Help please! prior distributions for measurement equation for consumer sentiment and I am about to submit thesis, thank you!

Dear All,
Thank you for those people who helped me previously especially big thanks to Johannes and who take time to look at my posts. I am grateful.
My current DSGE model involved using consumer sentiment data as one of observable variable, and use sentiment shock, sentiment shock is the ratio of expected future stock bubble divided by current stock bubble.

Define consumer sentiment observable variable as CSI, steady state value is CSIbar,
linearised state variable of output is y, linearised sentiment shock is Vs,
My measurement equation for consumer sentiment observable variable is as follows:
CSI=CSIbar+beta1*(y-y(-1))+beta2*Vs
higher consumer sentiment is intuitively associated with higher output growth and higher sentiment (growth in stock bubbles),
therefore I set both beta1 and beta2 follow gamma distributions (positive distributions),
however, i have questions about the prior mean for gamma distributions,
I set beta1’s prior mean as 1 and beta2’s prior mean also as 1,

I chose these prior means this because I used a dogmatic gamma prior for them, estimate the model, then I use ols to run a regression of consumer sentiment index on state variable (y-y(-1)) and shock Vs, both of the regression coefficients are close to 1. Is this method of getting prior mean ok or is double counting data?
What other prior means can I use?

My question is kind of urgent, because I am going to submit my thesis soon and I need verification of this question.

Any suggestions will be helpful!
Thank you very much!
Best regards,
Jesse

  1. This way of getting the prior mean is not OK. There is the obvious issue of using the data twice.

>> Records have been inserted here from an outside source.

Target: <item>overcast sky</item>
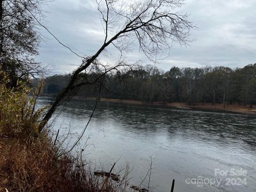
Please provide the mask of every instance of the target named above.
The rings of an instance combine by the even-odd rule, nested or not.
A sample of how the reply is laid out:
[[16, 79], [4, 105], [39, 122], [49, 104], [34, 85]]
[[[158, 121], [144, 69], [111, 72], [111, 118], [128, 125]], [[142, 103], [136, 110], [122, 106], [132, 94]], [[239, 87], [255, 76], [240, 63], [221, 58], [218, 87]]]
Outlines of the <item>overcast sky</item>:
[[[196, 40], [190, 46], [176, 44], [168, 58], [157, 67], [165, 71], [173, 66], [201, 67], [225, 66], [235, 68], [256, 62], [255, 0], [185, 0], [180, 11], [190, 14], [198, 29], [190, 33]], [[82, 55], [91, 55], [104, 40], [101, 17], [93, 0], [55, 0], [44, 7], [49, 30], [62, 42]], [[44, 38], [38, 61], [48, 65], [53, 74], [71, 73], [81, 58], [62, 46], [42, 29]], [[108, 49], [111, 58], [117, 55]], [[125, 55], [130, 62], [152, 64], [138, 46]], [[108, 61], [111, 62], [111, 60]]]

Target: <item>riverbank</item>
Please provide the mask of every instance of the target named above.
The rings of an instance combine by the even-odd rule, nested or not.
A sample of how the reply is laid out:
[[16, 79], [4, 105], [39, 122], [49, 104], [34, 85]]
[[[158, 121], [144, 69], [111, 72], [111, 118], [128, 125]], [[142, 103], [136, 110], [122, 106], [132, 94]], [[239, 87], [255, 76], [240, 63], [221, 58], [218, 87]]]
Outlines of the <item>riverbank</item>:
[[[75, 96], [74, 99], [79, 100], [95, 100], [95, 98], [82, 98]], [[121, 102], [128, 104], [135, 104], [135, 105], [152, 105], [152, 106], [163, 106], [163, 103], [160, 102], [153, 102], [150, 104], [148, 104], [146, 102], [141, 102], [138, 100], [120, 100], [114, 99], [106, 99], [101, 98], [100, 99], [102, 101], [109, 101], [115, 102]], [[244, 106], [235, 103], [233, 105], [226, 105], [224, 108], [223, 103], [215, 103], [214, 106], [211, 103], [205, 103], [203, 105], [202, 103], [193, 103], [189, 104], [183, 102], [173, 102], [166, 103], [164, 105], [165, 106], [169, 106], [170, 107], [175, 107], [180, 109], [195, 109], [198, 110], [210, 110], [218, 111], [230, 111], [235, 112], [246, 114], [255, 114], [256, 115], [256, 107], [253, 106], [252, 108], [250, 108], [249, 105], [245, 107]]]

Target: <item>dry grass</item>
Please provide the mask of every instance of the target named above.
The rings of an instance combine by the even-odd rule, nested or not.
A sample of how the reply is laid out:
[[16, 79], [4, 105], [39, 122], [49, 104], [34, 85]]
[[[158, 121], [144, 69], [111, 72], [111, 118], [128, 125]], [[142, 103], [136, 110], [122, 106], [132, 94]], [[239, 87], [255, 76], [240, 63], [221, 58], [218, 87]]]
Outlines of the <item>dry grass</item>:
[[[6, 142], [6, 141], [5, 141]], [[4, 145], [3, 145], [4, 144]], [[0, 190], [9, 191], [119, 191], [124, 182], [94, 175], [78, 157], [58, 156], [47, 140], [2, 143]], [[1, 190], [0, 190], [1, 191]]]

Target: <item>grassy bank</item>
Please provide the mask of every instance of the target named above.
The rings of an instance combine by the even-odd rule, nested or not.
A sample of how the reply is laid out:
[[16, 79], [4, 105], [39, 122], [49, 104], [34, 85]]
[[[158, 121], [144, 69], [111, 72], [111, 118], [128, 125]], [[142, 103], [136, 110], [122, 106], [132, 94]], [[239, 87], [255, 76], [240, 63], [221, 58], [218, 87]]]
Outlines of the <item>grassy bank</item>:
[[[95, 98], [83, 98], [79, 97], [74, 97], [74, 99], [81, 99], [81, 100], [95, 100]], [[153, 105], [153, 106], [163, 106], [162, 102], [153, 102], [149, 104], [145, 102], [141, 102], [141, 101], [132, 100], [120, 100], [120, 99], [106, 99], [101, 98], [100, 99], [102, 101], [109, 101], [115, 102], [121, 102], [128, 104], [136, 104], [136, 105]], [[244, 106], [243, 105], [239, 105], [238, 103], [235, 103], [233, 105], [226, 105], [224, 107], [223, 103], [215, 103], [213, 105], [211, 103], [205, 103], [204, 105], [202, 103], [183, 103], [183, 102], [173, 102], [173, 103], [166, 103], [164, 104], [165, 106], [169, 106], [171, 107], [176, 107], [181, 109], [196, 109], [201, 110], [215, 110], [218, 111], [231, 111], [236, 113], [240, 113], [247, 114], [255, 114], [256, 115], [256, 107], [254, 106], [252, 108], [250, 108], [249, 105]]]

But even if you accept this as an “endogenous” prior, there is the issue that your OLS regression is generally misspecified. The variables you put in on the right-hand-side are not exogenous, i.e. there will be an endogeneity issue. Generally, you cannot estimate single equations from your model based on the equilibrium behavior of your model.
  2. If you do not know how to set your prior distribution, why do you not go for a flat prior, i.e. a uniform distribution?